Il n'est pas aisé de traiter de l'école, de son histoire ou de ses histoires, de l'alphabétisation, des lois scolaires, avec la sérénité détachée qui convient à l'étude de ces questions. Non pas que les documents manquent, bien au contraire, ils seraient même trop nombreux. En effet, depuis le XIXe s, les militaires mesurent à l'aide de tests les compétences scolaires des recrues. Dès le milieu du XIXe s, les administrateurs du ministère de l'instruction publique ont étudié les effets que les grandes lois ont eus sur l'alphabétisation des Français. Dans nos universités, des dizaines de thèses sont soutenues chaque année, dans lesquelles les auteurs analysent les lois scolaires, l'histoire de l'éducation depuis l'Antiquité, les théories diverses en matière de pédagogie, les règlements, les programmes, les instructions ministérielles, etc.

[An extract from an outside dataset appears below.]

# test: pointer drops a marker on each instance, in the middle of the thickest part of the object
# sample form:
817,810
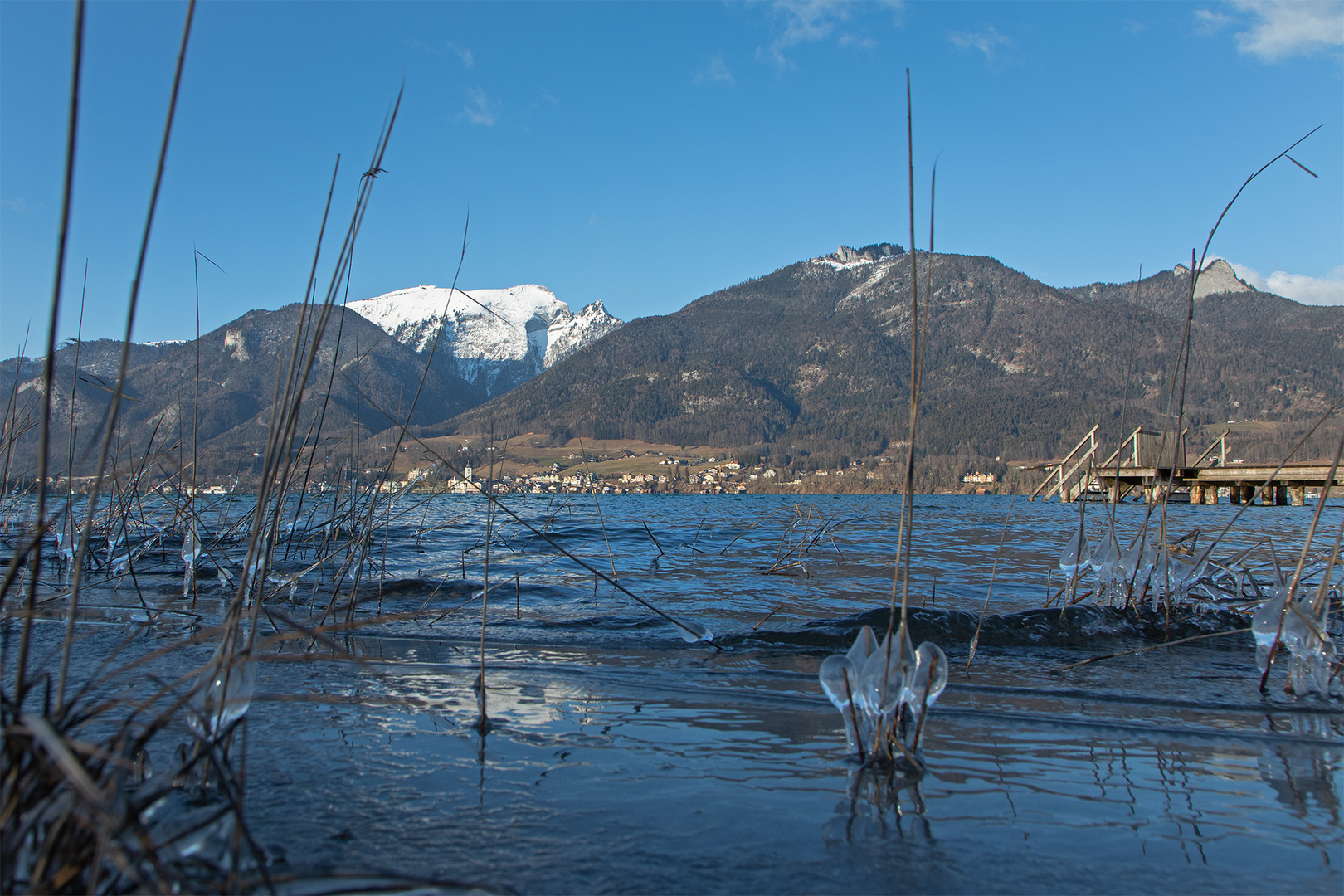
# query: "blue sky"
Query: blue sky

Bref, ce ne sont pas les faits établis qui suscitent les passions, mais les interprétations que les historiens ou les idéologues ne manquent pas de proposer, car tout ce qui touche de près ou de loin l'école fait l'objet de surenchères idéologiques. Sans verser dans une caricature déplacée, rappelons que, depuis deux siècles et même davantage, un débat passionné, donnant lieu à d'incessantes polémiques, oppose les tenants de deux conceptions de l'école, qui s'objectent les uns les autres des arguments parallèles. Pour les uns, la religion et les enseignements qu'elle diffuse sont seules sources de lumières, pour les autres d'obscurantisme. Pour les uns, seule la raison peut éveiller le jugement ; pour les autres, elle n'est qu'aveuglement, si elle n'est pas fondée sur la foi.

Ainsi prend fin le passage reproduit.